Data Visualization from the Comfort of your Terminal

Data Visualization from the Comfort of your Terminal

在终端中舒适地进行数据可视化

Data visualization from the comfort of your terminal. This document is a showcase & guide to data visualization in the terminal using the xan command line tool. This aspect of the tool is often overlooked because xan is first and foremost a very performant tabular data processing utility, but it can also render a large variety of typical data visualizations directly in your terminal. 在终端中舒适地进行数据可视化。本文档是使用 xan 命令行工具在终端中进行数据可视化的展示与指南。这一功能往往被忽视,因为 xan 首先是一个高性能的表格数据处理工具,但它同时也能直接在终端中渲染多种典型的数据可视化图表。

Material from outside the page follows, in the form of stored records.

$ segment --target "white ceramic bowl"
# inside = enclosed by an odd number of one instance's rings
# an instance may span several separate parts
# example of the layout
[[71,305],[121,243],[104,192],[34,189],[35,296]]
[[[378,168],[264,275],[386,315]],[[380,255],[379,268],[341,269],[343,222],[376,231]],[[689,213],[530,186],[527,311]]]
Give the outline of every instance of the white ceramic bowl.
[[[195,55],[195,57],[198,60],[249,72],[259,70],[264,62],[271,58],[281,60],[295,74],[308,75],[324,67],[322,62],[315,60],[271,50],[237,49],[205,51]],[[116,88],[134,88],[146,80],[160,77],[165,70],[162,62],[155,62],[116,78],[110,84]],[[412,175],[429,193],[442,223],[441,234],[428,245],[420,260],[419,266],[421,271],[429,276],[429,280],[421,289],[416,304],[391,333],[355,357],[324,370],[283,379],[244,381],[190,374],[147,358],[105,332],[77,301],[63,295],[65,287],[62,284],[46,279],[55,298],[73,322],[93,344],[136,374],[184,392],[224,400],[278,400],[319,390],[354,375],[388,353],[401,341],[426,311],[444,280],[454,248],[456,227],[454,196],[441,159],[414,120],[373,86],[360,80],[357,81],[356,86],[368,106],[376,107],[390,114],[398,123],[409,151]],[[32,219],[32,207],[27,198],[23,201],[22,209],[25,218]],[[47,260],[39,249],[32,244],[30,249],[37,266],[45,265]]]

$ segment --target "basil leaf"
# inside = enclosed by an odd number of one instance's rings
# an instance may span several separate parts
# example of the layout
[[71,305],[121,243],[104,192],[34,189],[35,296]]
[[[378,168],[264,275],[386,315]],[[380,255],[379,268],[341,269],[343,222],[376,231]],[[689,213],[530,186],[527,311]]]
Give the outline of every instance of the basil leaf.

This ultimately means you never have to leave the terminal to explore the data you mangle. I say “comfort” and I mean it ;). xan will have processed and rendered your data in the terminal long before you are able to spin up your Jupyter instance and import pandas & matplotlib. No cruft. No distraction. Just raw insights, like it’s still 1970 and all you have is ASCII art, now with (true) ✨colors✨ and Unicode support (braille characters are a godsend). 这意味着你无需离开终端即可探索你所处理的数据。我说“舒适”是认真的 ;) 。在你启动 Jupyter 实例并导入 pandasmatplotlib 之前,xan 早已在终端中处理并渲染好了你的数据。没有冗余,没有干扰。只有原始的洞察力,就像回到 1970 年代,虽然只有 ASCII 艺术,但现在有了(真正的)✨色彩✨和 Unicode 支持(盲文点字字符简直是天赐之物)。

Downloading the datasets used in this guide

下载本指南中使用的数据集

You can download all datasets used throughout this guide as a single tarball: 你可以将本指南中使用的所有数据集作为一个压缩包下载:

curl -LO https://github.com/medialab/xan/raw/refs/heads/master/docs/cookbook/resources/dataviz.tar.gz
tar -xvzf dataviz.tar.gz

Here is the list of files you will find inside the tarball (~10MB): 以下是压缩包内包含的文件列表(约 10MB):

  • clusters.csv: x and y positions of nodes in a graph containing 5 well-defined clusters, as inferred by the ForceAtlas2 layout algorithm.
  • clusters.csv: 通过 ForceAtlas2 布局算法推断出的包含 5 个明确聚类的图表中节点的 x 和 y 坐标。
  • iris.csv: the famous “Iris” dataset, used in a lot of machine learning examples.
  • iris.csv: 著名的“鸢尾花”数据集,常用于机器学习示例。
  • layout.csv: x and y positions of a sample of accounts from a French defunct social network, as inferred by the ForceAltas2 layout algorithm.
  • layout.csv: 通过 ForceAltas2 布局算法推断出的法国某已倒闭社交网络中部分账户的 x 和 y 坐标。
  • les-miserables.csv: edges from a graph of characters from the novel “Les Misérables” by Victor Hugo.
  • les-miserables.csv: 维克多·雨果小说《悲惨世界》中人物关系图的边数据。
  • medias.csv: a curated corpus of French medias online.
  • medias.csv: 精选的法国在线媒体语料库。
  • pulsar.csv: data from the pulsar plot from the article “Radio Observations of the Pulse Profiles and Dispersion Measures of Twelve Pulsars by Harold D. Carft, Jr. 1970” (original data).
  • pulsar.csv: 来自 Harold D. Carft, Jr. 1970 年文章《十二颗脉冲星的脉冲轮廓和色散测量的无线电观测》中的脉冲星绘图数据(原始数据)。
  • series.csv: time series related from RIAA about music distribution formats in time and their associated gross revenues.
  • series.csv: RIAA 关于音乐发行格式随时间变化及其相关总收入的时间序列数据。
  • sotu.csv: retranscription of U.S. state of the union speeches across time (1790 to 2018) (original data).
  • sotu.csv: 美国国情咨文演讲的历史转录(1790 年至 2018 年)(原始数据)。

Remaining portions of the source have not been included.